A narrator with a voice like Darth Vader began to intone some really BAD poetry about a dude in a bar, which morphed into bad poetry about an angel searching for the true meaning of Christmas, which morphed into bad poetry that got all preachy about war and peace on earth and the magic of childhood... You get the point. Interspersed with the crappy poetry stanzas was truly awful, loud music that put the BOMB in "bombastic". It was like the lead singer had channeled the spirit of Meatloaf while doing his best impression of Jon BonJovi, and I don't mean that in a good way. It was like every bad hair band from the 80's rolled into one, doing heavy metal christmas carols and wearing tuxedos with tails AND ruffles. It hurt. Deeply.

Then, after about 2 hours of pain, some little dude with a truly impressive mullet came out on the stage, made some bad jokes, and said something like "we're about halfway through this thing...so enjoy the rest of the show!!"
I turned to Greg with panic in my eyes and asked "Did he just say 'halfway'??" After that, I began to lose it.

The second half of the show was even freakier than the first. The "This Is Spinal Tap" factor was intense (at one point I turned to Greg and said(shrieked) "The Druids! No one knows who they were or...what they were doing."). Seriously, the only thing this show was missing was a styrofoam replica of Stonehenge, some pigeons, and a midget dressed like Frodo. I began to shake uncontrollably with laughter during a rock rendition of Beethoven's fifth symphony (though I can't tell if it was hilarity or horror that I was experiencing). No one was safe. There was abuse for classics all around. Mozart's "Papagoena" was shredded almost beyond recognition and the evening's entertainment climaxed with a frenetic heavy metal version of "Flight Of The Bumblebee" (no, I'm not kidding) complete with all four of the electric guitarists hopping in hairy unison across the stage a-la vintage Van Halen. Lasers flashed, fire pots blew up, flames shot from the stage in a way that made me worry for my safety and look for the nearest fire exit 'just in case...'. I laughed so hard during the screaming rock anthem that was the Trans-Siberian Orchestra's homage to Mozart's unfinished death requiem that I embarassed my daughter. They made Queen's "Bohemian Rhapsody" seem as tame as "Where Have All The Flowers Gone" by comparison.
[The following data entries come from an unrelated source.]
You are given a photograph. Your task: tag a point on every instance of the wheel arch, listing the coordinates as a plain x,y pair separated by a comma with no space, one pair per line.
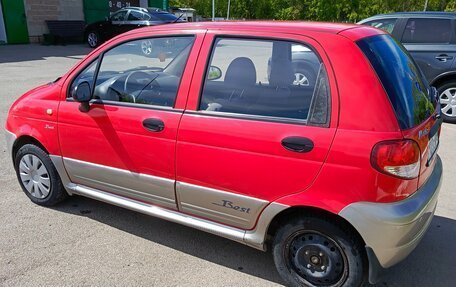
26,139
443,78
281,218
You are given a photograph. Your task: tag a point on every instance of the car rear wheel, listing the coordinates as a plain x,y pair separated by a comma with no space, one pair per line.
447,97
38,177
312,251
93,39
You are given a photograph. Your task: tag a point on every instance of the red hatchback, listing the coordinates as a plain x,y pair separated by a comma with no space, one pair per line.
315,140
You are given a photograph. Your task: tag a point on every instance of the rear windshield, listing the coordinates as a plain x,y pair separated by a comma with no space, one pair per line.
407,90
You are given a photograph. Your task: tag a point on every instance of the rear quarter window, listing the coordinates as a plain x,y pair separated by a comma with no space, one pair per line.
401,79
427,31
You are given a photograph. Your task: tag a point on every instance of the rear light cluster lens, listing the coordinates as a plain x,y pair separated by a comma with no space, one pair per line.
398,158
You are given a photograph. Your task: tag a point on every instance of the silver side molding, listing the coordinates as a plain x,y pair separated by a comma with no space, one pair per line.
254,238
60,167
143,187
221,206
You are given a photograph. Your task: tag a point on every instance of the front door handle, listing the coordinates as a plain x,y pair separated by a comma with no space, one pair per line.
444,57
298,144
154,125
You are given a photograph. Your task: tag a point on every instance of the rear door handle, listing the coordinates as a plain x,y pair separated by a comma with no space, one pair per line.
154,125
298,144
444,58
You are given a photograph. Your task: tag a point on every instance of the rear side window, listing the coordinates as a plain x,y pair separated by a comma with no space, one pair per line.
384,24
427,31
266,78
401,79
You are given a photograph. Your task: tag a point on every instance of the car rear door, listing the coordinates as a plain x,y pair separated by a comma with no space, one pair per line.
125,144
254,134
430,41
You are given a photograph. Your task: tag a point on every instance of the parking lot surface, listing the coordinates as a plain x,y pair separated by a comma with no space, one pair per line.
85,242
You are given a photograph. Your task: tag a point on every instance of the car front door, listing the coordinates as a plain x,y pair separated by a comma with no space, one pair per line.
125,143
251,132
429,41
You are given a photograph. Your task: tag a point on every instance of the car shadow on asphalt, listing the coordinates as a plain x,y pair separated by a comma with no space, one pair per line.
432,262
32,52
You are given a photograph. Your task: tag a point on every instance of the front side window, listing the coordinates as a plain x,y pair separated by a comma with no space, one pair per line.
146,71
266,78
384,24
427,31
135,16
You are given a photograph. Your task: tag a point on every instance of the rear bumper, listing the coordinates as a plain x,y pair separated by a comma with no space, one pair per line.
392,230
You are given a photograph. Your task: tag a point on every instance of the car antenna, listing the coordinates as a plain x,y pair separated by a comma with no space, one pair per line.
178,18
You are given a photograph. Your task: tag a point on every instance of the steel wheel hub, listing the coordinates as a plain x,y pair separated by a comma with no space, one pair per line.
448,102
318,260
34,176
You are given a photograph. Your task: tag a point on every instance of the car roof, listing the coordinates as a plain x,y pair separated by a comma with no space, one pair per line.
420,14
270,26
147,10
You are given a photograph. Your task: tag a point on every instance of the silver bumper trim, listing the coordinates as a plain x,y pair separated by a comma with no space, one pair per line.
393,230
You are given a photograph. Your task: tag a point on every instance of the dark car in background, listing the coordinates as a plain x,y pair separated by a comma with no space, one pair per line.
430,37
124,20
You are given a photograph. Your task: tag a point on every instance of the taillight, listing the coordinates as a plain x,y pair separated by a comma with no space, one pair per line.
397,158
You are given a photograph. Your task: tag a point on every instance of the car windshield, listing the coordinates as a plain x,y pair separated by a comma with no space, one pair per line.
402,80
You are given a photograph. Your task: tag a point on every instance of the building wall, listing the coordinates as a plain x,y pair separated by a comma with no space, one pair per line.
2,27
38,11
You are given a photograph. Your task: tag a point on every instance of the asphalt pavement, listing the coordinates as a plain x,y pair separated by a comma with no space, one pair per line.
84,242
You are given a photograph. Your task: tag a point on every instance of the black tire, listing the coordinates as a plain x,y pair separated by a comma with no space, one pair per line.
56,189
442,88
315,251
95,41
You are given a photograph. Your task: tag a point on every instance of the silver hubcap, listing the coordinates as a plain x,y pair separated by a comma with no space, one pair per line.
146,47
34,176
92,39
448,102
300,80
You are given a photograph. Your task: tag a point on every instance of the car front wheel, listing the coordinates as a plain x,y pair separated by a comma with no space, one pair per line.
38,177
314,251
447,97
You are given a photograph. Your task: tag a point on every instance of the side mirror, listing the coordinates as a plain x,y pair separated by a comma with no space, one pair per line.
214,73
82,94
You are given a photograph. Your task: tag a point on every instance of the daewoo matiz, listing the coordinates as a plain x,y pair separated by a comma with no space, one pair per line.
257,132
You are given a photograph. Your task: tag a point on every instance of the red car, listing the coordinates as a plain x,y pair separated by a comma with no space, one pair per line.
330,163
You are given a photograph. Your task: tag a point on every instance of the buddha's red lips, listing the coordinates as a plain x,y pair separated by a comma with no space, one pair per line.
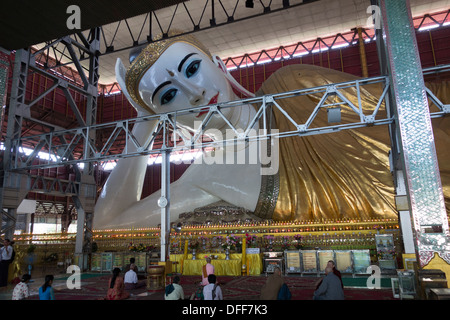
205,110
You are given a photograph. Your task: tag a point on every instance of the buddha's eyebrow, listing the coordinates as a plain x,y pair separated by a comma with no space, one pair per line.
184,60
159,87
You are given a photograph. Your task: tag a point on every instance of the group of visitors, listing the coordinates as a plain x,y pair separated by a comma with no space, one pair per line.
119,286
22,291
328,288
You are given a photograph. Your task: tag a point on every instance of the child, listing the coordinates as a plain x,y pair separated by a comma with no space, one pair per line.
21,290
46,291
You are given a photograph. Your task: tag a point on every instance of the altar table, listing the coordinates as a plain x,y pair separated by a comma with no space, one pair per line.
222,267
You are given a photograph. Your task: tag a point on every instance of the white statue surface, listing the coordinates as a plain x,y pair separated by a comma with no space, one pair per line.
346,175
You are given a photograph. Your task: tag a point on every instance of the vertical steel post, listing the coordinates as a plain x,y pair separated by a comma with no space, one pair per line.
164,204
414,139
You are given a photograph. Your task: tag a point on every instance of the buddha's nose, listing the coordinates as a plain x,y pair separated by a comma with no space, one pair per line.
197,97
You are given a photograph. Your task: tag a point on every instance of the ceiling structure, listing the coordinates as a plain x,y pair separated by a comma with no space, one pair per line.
27,22
269,24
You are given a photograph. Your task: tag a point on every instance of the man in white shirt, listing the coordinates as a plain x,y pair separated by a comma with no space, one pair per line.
174,291
130,279
212,291
5,257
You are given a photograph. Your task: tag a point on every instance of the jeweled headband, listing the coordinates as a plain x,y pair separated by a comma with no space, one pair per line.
147,58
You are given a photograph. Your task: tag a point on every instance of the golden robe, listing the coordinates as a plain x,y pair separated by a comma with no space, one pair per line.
336,175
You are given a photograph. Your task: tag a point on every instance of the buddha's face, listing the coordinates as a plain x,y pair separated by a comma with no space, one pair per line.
182,78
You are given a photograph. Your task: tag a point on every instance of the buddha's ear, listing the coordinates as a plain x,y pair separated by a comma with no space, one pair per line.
236,85
120,77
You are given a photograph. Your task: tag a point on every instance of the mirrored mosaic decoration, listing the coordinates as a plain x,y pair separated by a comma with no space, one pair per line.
427,204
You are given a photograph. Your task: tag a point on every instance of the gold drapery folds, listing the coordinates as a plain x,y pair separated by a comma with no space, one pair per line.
340,175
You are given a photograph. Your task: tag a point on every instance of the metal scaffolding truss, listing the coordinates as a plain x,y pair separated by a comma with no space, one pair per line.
15,185
61,144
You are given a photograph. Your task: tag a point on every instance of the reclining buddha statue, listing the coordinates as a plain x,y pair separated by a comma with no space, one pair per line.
341,175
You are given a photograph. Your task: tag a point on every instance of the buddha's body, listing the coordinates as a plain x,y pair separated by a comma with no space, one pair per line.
332,176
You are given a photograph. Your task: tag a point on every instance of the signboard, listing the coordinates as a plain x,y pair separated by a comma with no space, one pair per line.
324,257
292,259
343,260
309,259
106,262
361,260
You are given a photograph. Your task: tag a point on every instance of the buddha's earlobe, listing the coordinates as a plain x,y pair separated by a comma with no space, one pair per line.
170,73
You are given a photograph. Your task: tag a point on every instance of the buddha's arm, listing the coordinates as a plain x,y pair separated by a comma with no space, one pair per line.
201,184
124,184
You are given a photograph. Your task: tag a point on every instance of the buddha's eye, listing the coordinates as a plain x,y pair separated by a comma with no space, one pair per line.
168,96
192,68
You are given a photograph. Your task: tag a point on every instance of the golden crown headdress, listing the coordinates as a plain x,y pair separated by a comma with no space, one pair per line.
148,57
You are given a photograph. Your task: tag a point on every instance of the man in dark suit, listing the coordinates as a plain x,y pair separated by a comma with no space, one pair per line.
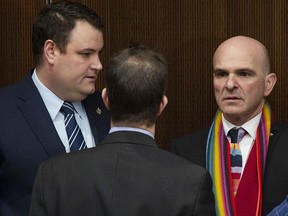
127,174
67,39
242,81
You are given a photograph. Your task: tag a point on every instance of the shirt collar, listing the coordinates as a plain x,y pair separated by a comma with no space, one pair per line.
122,128
51,101
250,126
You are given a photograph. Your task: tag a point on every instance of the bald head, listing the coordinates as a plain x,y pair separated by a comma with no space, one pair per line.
242,78
241,45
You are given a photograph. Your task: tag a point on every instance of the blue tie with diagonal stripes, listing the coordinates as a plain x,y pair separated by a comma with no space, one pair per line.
74,134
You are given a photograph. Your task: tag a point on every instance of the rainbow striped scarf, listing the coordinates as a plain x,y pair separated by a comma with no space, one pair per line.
216,161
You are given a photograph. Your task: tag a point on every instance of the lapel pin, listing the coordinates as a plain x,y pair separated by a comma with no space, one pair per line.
99,111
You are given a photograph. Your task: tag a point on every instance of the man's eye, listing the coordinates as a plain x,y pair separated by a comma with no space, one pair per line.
220,74
243,74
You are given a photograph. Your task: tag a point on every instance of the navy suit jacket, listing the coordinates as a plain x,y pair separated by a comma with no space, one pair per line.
28,137
275,183
127,175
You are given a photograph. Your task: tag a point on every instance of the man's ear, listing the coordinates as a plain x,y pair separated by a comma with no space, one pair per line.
270,82
50,49
163,104
105,98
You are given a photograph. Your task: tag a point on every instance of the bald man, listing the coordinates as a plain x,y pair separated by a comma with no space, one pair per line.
248,168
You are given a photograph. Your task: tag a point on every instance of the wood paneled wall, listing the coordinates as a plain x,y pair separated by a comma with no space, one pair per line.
185,31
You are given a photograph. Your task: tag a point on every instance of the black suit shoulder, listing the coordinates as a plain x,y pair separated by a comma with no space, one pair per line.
129,174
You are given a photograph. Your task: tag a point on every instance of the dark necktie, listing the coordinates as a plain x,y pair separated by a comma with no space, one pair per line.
235,156
74,134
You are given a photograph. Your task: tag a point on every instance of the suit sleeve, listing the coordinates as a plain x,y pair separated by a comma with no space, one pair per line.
38,207
205,204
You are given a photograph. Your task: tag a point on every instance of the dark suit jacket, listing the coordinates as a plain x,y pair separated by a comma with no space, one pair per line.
275,183
126,175
28,137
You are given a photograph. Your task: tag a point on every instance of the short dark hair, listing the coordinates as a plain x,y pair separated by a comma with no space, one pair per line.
136,80
56,21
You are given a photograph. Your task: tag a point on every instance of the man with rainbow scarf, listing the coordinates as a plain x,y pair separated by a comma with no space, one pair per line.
242,81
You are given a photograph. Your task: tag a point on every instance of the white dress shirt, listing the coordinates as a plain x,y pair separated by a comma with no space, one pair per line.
54,104
248,140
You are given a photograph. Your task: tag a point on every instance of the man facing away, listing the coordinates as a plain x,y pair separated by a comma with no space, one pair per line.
248,173
67,39
127,175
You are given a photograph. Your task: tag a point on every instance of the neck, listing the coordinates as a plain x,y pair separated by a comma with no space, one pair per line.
151,129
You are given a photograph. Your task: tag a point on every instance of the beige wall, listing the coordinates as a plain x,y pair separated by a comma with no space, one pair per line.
185,31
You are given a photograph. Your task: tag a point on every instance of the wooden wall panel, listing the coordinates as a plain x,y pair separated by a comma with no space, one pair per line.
186,31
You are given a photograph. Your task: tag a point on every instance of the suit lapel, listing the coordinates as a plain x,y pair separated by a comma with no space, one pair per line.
274,135
34,111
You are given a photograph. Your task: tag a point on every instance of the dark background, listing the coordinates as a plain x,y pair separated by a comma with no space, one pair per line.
187,32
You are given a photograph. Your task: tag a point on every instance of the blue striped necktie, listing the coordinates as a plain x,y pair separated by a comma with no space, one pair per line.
74,134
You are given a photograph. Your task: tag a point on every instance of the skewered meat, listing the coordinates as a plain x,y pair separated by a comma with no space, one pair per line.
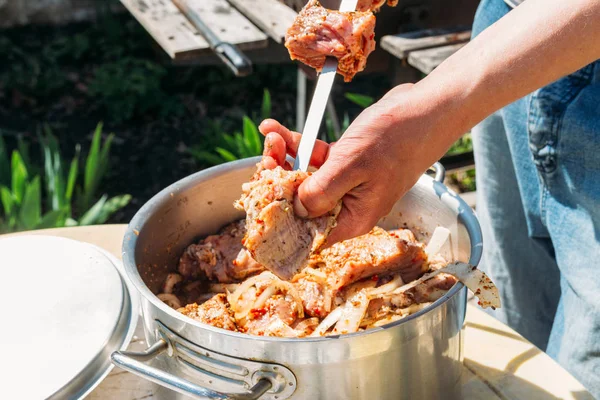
318,33
378,252
214,312
220,257
374,5
278,239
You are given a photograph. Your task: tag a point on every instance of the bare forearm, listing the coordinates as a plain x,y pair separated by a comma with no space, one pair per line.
535,44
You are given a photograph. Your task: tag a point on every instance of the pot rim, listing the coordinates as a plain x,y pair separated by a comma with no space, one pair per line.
465,214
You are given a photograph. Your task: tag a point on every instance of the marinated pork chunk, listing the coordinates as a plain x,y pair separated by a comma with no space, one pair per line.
276,238
215,312
264,305
220,257
318,33
374,5
378,252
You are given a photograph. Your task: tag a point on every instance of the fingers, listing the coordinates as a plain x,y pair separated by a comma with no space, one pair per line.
361,211
321,192
292,141
274,148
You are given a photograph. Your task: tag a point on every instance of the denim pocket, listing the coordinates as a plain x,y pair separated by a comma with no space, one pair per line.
546,113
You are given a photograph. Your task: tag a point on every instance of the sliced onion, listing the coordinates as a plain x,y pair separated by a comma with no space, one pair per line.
244,304
172,280
328,322
439,238
264,296
473,278
170,299
234,297
388,287
314,272
307,324
356,287
279,328
223,287
204,297
353,312
327,299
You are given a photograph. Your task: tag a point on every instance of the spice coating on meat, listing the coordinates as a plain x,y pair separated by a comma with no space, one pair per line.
215,312
220,257
377,252
374,5
276,238
318,33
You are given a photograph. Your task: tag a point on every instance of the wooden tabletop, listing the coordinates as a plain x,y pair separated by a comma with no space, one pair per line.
499,363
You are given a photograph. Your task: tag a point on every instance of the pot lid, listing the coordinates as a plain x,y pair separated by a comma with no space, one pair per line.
66,306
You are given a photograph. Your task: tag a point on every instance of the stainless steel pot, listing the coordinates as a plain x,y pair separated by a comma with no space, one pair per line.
418,357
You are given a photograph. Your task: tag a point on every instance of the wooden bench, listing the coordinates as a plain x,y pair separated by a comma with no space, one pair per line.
248,24
426,49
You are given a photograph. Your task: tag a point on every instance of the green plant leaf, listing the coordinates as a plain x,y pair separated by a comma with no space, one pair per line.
19,177
252,137
71,222
72,178
229,141
23,148
4,163
105,157
227,155
7,200
206,157
92,214
52,219
360,100
92,167
266,105
30,211
110,207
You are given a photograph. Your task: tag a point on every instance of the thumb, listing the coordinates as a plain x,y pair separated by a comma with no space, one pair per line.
321,191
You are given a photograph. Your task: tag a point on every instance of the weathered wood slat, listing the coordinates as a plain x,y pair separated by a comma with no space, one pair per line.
180,40
427,60
272,16
402,44
228,24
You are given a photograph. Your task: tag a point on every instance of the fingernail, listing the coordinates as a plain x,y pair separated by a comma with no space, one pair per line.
299,208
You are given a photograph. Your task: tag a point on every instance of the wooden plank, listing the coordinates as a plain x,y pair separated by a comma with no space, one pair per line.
228,24
169,28
402,44
179,39
272,16
427,60
511,366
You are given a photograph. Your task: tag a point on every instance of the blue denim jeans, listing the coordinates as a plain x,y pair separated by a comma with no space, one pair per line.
538,201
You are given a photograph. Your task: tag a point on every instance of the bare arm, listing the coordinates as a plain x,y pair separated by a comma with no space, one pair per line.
387,148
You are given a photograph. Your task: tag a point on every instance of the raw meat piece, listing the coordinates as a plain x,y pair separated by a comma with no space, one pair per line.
264,305
220,257
215,312
374,5
318,33
276,238
377,252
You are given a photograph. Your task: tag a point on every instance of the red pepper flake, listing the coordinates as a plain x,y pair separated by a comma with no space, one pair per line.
258,312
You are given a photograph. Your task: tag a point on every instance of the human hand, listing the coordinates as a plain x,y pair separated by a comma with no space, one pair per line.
377,160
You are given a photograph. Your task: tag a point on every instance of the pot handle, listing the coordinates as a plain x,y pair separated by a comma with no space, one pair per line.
440,172
133,362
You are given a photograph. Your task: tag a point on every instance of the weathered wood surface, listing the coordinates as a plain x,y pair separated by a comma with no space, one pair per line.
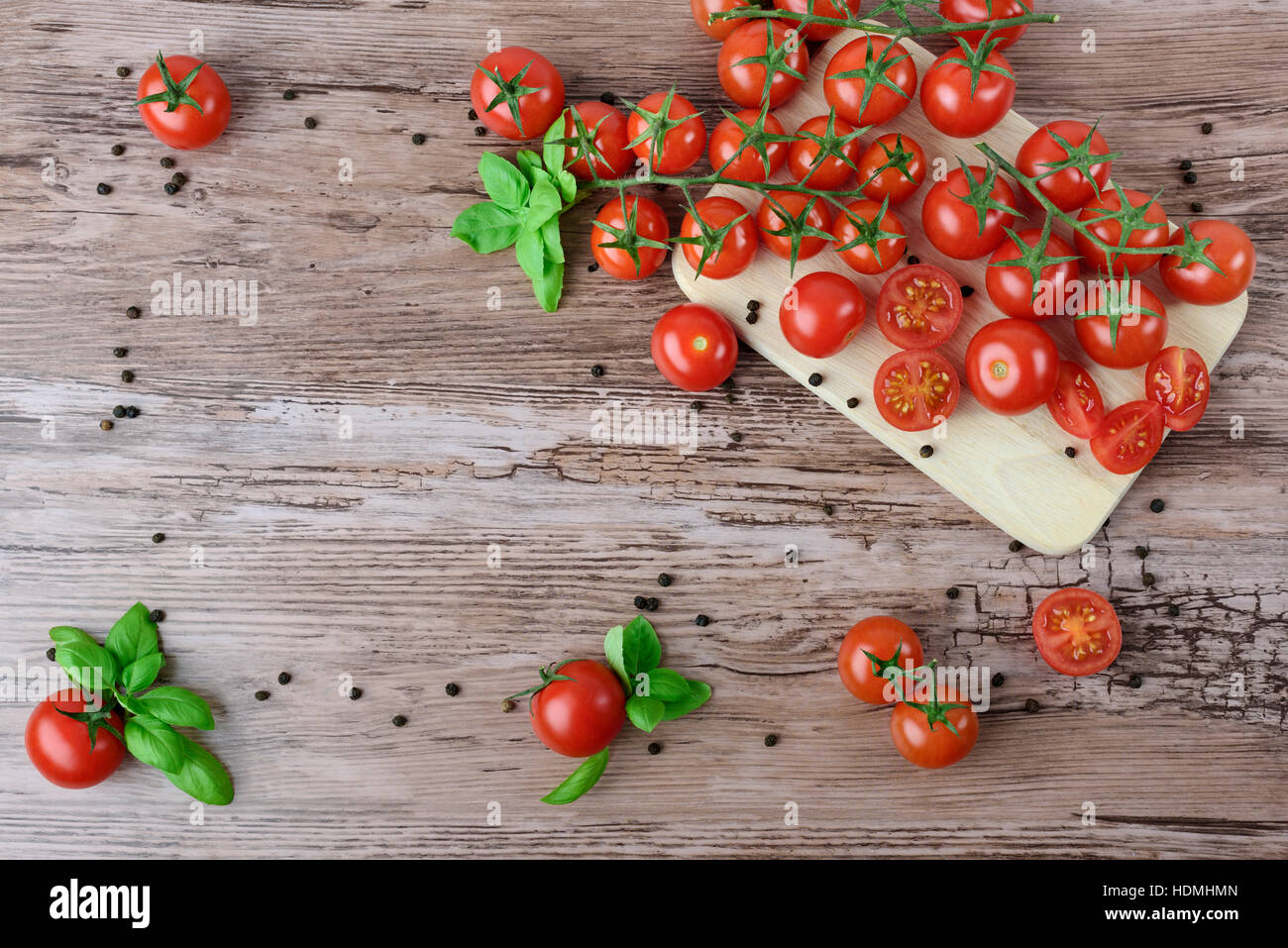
471,428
And the WORST part, the MOST CONFUSING thing, is that the sold-out audience of over 13,000 was ~eating it up~!! Everyone was loving it. There was a strong over-40 factor in attendance and they seemed to not only be enjoying the show but actually taking it VERY seriously (my husband and I seemed to be the only ones collapsing from hilarity).

Which leads me to wonder; is the Trans-Siberian Orchestra for real or what? They seem to be taking themselves seriously, as evidenced by their website. The fervor of their minions seems to point to their apparent legitimacy. Frankly, it's all beyond me. If what they did to me last night was an excercise in satirical spoofery of shameful 1980's hair bands, well, good for them! "Bravo", I say. If, however (as I strongly suspect, and this review of a 2004 'TSO' concert seems to back me up) those clowns were serious, then that's four long, painful hours of my life that I'll never get back.

It's just a damn good thing they didn't mess with Beethoven's 9th symphony, or I would've had to kick someone's mullet-headed pompous tuxedoed ass.